Even though the application of NGS technology to clinical molecular diagnosis is still at an early stage, impressive results have been obtained in PIDs, leading to an accurate, rapid diagnosis. NGS panels can detect variants in most known disease genes at once, and has thus made comprehensive PID diagnosis easier and faster. Focused exome sequencing is a middle-of-the-road test with the advantages over NGS panels of being able to include larger more comprehensive panels and the ability to add newly discovered disease associated genes, and the promise of having a faster turnaround time than the full WES test. WES, originally a powerful tool for dissecting genetics, is now much more affordable and has been widely adopted in PID diagnostics. In addition to the high diagnostic yield, WES has identified a large number of novel genes that cause diseases. WES is greatly accelerating our elucidation in all of the genetic diseases including the PIDs. While the WGS for clinical use is still in its infancy, WGS has raised an exciting possibility that all of the gene variants can be detected at once. As knowledge is rapidly acquired with respect to the clinical significance of the millions of variants carried by each individual, the WGS may be employed as a routine genetic testing strategy for clinical diagnosis 1 day. Despite the limitations resulted from targeted NGS panels, WES or even WGS, NGS-based gene sequencing tests have clearly demonstrated their unique potentials for the most complicated diagnoses in PIDs. However, we have to be aware that each method has its own specific limitations. It is critical for clinicians and molecular geneticists to choose the most appropriate NGS-based tests in order to reach the best outcome. For atypical PID patients with Mendelian inheritance pattern or the patients with a negative result by targeted NGS panels, WES should be recommended. WGS has not been adopted formally by clinical laboratories, it may reveal many variants in the genes that are remained unknown. Thus, the interpretation to these gene variants should be taken cautiously, especially when these variants are in a noncoding region or regulatory region.

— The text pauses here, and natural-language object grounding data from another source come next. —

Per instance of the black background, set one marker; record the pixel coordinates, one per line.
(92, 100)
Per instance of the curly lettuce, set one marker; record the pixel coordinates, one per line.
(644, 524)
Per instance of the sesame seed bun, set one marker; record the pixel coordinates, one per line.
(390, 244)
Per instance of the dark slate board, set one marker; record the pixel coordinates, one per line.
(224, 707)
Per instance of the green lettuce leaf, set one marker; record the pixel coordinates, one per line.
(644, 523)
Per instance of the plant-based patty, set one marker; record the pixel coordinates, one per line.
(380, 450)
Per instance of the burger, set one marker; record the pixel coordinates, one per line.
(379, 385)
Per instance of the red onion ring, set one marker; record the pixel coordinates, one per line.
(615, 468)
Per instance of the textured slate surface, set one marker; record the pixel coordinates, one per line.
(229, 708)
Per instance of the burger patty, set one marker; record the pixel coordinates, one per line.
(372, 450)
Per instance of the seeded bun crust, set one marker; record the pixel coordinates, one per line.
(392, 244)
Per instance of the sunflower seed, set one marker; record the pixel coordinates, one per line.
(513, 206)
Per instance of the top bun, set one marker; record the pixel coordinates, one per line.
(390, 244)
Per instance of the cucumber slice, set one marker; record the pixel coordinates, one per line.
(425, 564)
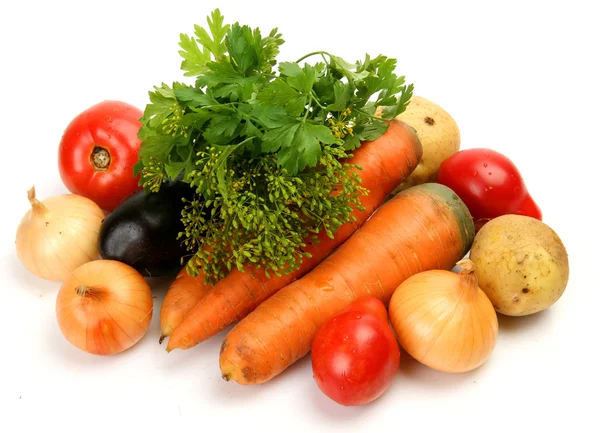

Despite the emerging challenges, NGS has proven revolutionary and has significantly impacted all the fields of genetic and genomics. The NGS-based technologies have not only empowered clinical molecular diagnostics, but also provided the best tool for dissecting the genetic bases of unknown diseases. In the next few years, there is no doubt that the application of NGS (target NGS panels and WES) will continue to be the leading force in clinical work and clinical and/ or basic genetic research. WGS has attracted a great deal of attention because of its potential for detecting gene defects of the whole genome. Therefore, in the near future, the WGS should also be considered as an ultimate approach to identify the unknown genetic disorders in clinic.